This is an old revision of the document!
“TBD” - Generator’s Totally Badass Dragon Champbot Entry
June 23, 2016
Summary of Project
The TBD team is asking for $500 of member money to build a remote controlled swimming robot, aka Champbot, for the competition at the Champlain MakerFaire in September 2016. Description:
A highlight of the Champlain MakerFaire is the champbot competition. Contestants build a swimming robotic lake monster to navigate a course of buoys; the winner is the robot with the fastest time through the course. Contestants can increase their scores by adding any or all of the following challenges: putting an object in a target, submerging, lighting a target on fire, and being entertaining or visually interesting. Design:
The two sketches below show the preliminary design for the basic functional parts of Champ, namely a frame, propulsion, and battery location. Not shown are any control elements, decorative features, or anything relating to the optional challenges. This design is intended as a “mule,” meaning a device for testing basic functionality, but not necessarily reflecting a final design or configuration.
Some features of this design include:
Flotation elements (large green tubes and orange frame) are made of pvc and are completely sealed. They contain no electronic or mechanical components, no perforations, and hence should not lose buoyancy due to leakage. Leakage has been a big problem in recent competitions.
Steering is entirely by thrusters placed wide apart for maximum leverage. Rudders are less effective at low speeds or close maneuvering, and work poorly in reverse. The final design will probably have additional thrusters.
The battery will be placed low, and should help keep the craft upright in a windy environment. Wind effects have been a big problem in the past. The frame offers little resistance to movement through the water.
Benefits to the Generator
We believe this project benefits the Generator community in many ways:
Glory, publicity for the Generator. The MakerFaire is attended by thousands of people, many of which watch the event. Note the potential for public embarrassment does also exist.
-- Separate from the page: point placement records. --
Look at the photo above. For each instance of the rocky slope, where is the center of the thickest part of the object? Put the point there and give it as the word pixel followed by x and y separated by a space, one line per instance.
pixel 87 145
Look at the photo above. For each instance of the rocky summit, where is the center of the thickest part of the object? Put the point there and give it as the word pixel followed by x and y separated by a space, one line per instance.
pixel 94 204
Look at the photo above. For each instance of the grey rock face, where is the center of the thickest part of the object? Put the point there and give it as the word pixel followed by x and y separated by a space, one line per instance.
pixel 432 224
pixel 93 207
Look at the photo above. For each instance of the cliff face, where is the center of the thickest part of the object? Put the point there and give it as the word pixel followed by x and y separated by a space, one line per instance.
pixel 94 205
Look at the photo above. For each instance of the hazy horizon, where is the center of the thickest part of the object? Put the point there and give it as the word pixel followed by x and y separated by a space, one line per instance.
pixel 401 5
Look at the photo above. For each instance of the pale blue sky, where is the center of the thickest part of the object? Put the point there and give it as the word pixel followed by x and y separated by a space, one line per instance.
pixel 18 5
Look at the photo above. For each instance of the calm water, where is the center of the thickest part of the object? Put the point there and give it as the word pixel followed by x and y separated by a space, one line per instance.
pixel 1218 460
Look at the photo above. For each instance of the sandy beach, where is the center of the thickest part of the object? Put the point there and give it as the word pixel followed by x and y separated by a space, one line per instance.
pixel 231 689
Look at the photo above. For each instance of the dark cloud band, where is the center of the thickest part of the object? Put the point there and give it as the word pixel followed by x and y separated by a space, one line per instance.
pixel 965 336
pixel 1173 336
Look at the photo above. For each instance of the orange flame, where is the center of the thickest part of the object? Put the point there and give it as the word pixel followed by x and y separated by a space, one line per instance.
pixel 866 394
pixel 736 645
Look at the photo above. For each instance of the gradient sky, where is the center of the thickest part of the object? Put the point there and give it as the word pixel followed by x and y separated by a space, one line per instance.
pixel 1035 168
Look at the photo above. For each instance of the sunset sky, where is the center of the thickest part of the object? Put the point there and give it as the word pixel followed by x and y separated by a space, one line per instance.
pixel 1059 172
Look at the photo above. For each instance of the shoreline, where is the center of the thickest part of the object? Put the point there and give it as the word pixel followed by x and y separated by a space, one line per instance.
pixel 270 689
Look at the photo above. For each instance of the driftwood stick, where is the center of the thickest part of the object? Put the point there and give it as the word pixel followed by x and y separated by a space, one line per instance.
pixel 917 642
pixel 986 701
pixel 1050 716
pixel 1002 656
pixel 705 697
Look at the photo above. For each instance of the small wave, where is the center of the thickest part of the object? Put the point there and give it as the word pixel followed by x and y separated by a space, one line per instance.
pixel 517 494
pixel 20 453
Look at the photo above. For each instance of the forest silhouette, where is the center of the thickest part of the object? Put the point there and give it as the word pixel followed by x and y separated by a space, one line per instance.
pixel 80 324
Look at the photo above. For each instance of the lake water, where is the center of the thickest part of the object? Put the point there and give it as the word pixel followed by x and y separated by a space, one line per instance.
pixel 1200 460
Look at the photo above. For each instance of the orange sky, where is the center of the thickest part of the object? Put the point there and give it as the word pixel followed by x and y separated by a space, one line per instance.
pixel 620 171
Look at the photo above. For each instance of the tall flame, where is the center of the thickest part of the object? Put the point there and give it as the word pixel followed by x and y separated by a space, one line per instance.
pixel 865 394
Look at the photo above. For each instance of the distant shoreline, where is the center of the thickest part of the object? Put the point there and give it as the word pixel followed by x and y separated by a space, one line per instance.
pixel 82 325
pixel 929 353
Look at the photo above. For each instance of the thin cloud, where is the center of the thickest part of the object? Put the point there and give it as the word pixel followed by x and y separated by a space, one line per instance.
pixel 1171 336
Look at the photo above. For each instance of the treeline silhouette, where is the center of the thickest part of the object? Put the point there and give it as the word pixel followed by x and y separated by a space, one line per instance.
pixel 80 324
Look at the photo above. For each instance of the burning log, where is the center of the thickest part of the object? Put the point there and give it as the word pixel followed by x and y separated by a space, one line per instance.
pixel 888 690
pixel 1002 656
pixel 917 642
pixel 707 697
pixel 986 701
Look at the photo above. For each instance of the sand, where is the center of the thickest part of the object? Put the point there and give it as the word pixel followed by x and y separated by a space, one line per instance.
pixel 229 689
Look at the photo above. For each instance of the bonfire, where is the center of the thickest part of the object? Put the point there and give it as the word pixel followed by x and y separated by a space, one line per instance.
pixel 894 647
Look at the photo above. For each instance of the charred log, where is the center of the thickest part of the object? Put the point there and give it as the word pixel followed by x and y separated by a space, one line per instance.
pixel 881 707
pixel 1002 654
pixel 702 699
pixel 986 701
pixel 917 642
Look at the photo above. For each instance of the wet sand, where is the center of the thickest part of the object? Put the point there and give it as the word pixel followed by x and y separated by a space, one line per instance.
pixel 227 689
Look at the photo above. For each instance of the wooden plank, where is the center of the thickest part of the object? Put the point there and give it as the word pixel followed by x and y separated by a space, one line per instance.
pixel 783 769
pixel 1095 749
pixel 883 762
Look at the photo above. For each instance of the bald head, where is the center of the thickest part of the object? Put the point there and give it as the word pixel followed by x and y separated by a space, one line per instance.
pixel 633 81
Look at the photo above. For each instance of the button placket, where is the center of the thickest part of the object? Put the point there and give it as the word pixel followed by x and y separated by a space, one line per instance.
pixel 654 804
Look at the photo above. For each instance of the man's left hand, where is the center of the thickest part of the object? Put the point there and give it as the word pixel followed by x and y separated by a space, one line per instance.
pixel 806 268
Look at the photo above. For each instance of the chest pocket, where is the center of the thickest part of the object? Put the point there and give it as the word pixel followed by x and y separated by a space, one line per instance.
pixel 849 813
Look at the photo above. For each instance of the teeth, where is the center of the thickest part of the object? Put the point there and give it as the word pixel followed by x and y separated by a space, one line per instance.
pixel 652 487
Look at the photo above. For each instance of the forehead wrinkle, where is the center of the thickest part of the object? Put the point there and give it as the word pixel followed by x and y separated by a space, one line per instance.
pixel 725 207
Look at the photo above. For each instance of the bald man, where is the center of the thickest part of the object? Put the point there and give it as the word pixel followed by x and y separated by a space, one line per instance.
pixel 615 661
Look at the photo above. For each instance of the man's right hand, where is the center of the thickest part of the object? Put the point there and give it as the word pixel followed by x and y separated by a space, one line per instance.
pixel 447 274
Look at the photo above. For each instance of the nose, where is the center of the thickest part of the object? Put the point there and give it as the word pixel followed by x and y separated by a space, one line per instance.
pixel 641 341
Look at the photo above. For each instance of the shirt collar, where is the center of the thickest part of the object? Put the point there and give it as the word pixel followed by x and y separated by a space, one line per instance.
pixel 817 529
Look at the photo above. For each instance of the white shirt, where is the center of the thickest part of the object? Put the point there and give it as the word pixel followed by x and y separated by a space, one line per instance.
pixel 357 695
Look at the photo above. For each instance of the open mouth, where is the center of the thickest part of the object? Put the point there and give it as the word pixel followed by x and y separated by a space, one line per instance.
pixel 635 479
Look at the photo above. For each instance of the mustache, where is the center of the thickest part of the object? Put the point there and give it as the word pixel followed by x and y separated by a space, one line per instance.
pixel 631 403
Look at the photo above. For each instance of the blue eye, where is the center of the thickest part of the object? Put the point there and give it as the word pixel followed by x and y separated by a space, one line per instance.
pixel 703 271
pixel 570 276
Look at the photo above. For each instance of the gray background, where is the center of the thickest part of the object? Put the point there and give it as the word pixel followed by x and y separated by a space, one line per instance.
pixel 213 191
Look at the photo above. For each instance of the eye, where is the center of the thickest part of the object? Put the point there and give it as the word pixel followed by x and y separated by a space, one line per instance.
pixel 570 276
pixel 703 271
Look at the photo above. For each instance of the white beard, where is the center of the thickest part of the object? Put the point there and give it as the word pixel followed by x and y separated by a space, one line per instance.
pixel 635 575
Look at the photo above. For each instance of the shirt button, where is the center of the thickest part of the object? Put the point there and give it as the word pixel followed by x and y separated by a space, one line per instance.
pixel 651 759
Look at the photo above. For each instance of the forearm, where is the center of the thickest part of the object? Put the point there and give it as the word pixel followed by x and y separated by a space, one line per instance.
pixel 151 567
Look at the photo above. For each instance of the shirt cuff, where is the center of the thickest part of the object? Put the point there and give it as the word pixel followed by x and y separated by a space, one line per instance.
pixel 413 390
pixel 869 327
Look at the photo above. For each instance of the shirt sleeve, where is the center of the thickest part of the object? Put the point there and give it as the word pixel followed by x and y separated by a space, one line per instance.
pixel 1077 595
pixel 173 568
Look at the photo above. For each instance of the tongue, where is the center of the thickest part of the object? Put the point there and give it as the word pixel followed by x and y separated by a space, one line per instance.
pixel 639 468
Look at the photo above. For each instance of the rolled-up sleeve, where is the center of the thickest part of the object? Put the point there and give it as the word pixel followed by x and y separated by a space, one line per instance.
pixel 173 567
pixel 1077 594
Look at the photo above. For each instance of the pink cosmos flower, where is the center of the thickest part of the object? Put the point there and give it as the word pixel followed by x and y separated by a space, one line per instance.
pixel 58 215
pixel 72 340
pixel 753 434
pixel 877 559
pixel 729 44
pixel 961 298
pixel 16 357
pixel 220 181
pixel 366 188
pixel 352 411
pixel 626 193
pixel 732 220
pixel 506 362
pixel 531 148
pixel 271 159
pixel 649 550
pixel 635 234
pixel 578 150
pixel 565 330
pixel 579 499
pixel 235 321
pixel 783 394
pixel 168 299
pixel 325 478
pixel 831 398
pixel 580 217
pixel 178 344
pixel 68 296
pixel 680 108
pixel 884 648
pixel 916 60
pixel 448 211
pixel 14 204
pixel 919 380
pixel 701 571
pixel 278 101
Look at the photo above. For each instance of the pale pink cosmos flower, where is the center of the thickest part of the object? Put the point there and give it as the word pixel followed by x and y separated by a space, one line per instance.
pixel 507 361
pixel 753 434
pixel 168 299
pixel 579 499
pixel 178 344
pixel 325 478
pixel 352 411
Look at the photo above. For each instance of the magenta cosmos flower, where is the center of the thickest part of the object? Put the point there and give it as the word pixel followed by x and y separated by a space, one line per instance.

An enjoyable project for the participants.
If successful, a model for how to develop a good community project.
Skill building among the community. Some of the technologies required are not well known.
Workplan and Schedule
A basic timeline is shown above. (We also have a more detailed schedule.)
The basic concept is that we will not at first attempt to build an “A+” robot. There are too many unknowns and technical challenges to make that a successful approach. Instead we plan to build a basic robot to test basic functionality: flotation, propulsion, stability, control; we will do this quickly. We will gradually add enhancements to our basic design based on lessons learned. Hopefully this can result in a very good robot by the end of the process.
The total cost is estimated at about $500, as follows:
PVC and related fittings $75
Drive motors - RS550 @ $14 28
Drive motor controllers @ $21 42 (range is $20-$60)
Batteries @ $64 128
Radio setup borrowed
Other motors 25
Other controllers borrowed
Decorative features 75 (unknown at this point)
Devices for optional challenges 100 (unknown at this point)
$523 (round off to $500)
To the extent that we can find salvaged supplies the cost might be reduced. To the extent that we experience “false” starts and need to backtrack, the cost may be greater. All participants are willing to put in some personal funds.
Note that substantial prize money will be awarded - $2,500 for first prize and about $5,000 in total. It is not entirely impossible that we could be one of the winners. If so, depending on the prize amount, we would expect to return the Generator's investment, with possibly some stipend going to the participants.
A group at the Generator is meeting to design and build a champbot. Jim Wick, who has lead many first robotics league teams to success, is coordinating this project. Participants include Daryl Stultz, Cameron Stultz, Brook Martenis, Jake Blend, Lars Hasselblad-Torres, Isabel Hasselblad-Torres, and Leisa Fearing. Progress So Far We have already done some testing:
Test of a motor and propeller combination. The RS550 motor and 2“ propeller seemed to give good thrust during a “bathtub” test. We discovered that this motor is capable of running directly in the water with no protection and no apparent damage.
Test of flotation. The two 4” flotation chambers have the buoyancy to support a large, heavy, lead-acid battery with plenty of capacity to spare.
We glued together the basic chassis for the “mule.” It is complete.
We received two RS550 motors and two 60 amp motor controllers. We tested these. We are able to control a motor from a wireless joystick. Runs fast, slow, forwards, backwards. Controller operates directly from the RC signal without the need of a microcontroller or programming.
We are committed to this project and are making good headway. This is the kind of project that builds community, increases member skills and raises Generator’s visibility in wider community.